"Dw i'n hoffi Megan."
Translation:I like Megan.
In school we used to use 'Dwi'n' more than 'Dw i'n' but we also used 'Rydw i'n' in some contexts. My teacher told me there were differences between north and south dialects too with spelling?
It doesn't have a meaning as such, only a grammatical function.
It's a bit like asking what the "to" means in "I want to swim" -- it just connects the "want" and the "swim", and here, the "yn" connects the "to be" verb (e.g. "dw i, dach chi, mae e, ...") with the main verb (e.g. "hoffi, bwyta, yfed, ...").
"Dw i" and "Dwi" are both the same thing. Most younger people use the "dwi" variant whilst older people and people who have learned through courses are more likely to use "Dw i". They both come from the formal "Rydw i" which first became "Dw i" and now "Dwi" as one word.
They are separate words, at least in origin.
I imagine it's like how "I am" (two words, two syllables) turns into "I'm" (one syllable) in English. Not sure whether to count that as one word or two: there are no spaces, but the apostrophe marks the original break.
Similarly "Dw i" might be pronounced "Dwi" and then later spelled that way.

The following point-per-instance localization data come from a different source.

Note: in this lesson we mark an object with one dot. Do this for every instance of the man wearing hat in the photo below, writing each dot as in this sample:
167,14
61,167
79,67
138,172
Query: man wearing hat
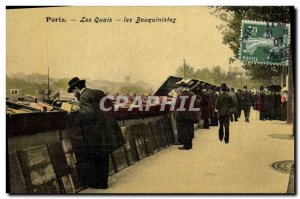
186,118
246,103
261,103
223,104
100,131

In 1900/1901 in the United States when "I am" started to change to "I'm" you can see in literature at that time that they would write it as "I 'm" with a space between the "I" and the "m". It was only a year later that novels started writing it as "I'm" without the space. So it makes sense that this has happened in Welsh. I almost want to blame Celtic peoples for our contractions in English since both Irish and Welsh are notorious for them in their languages.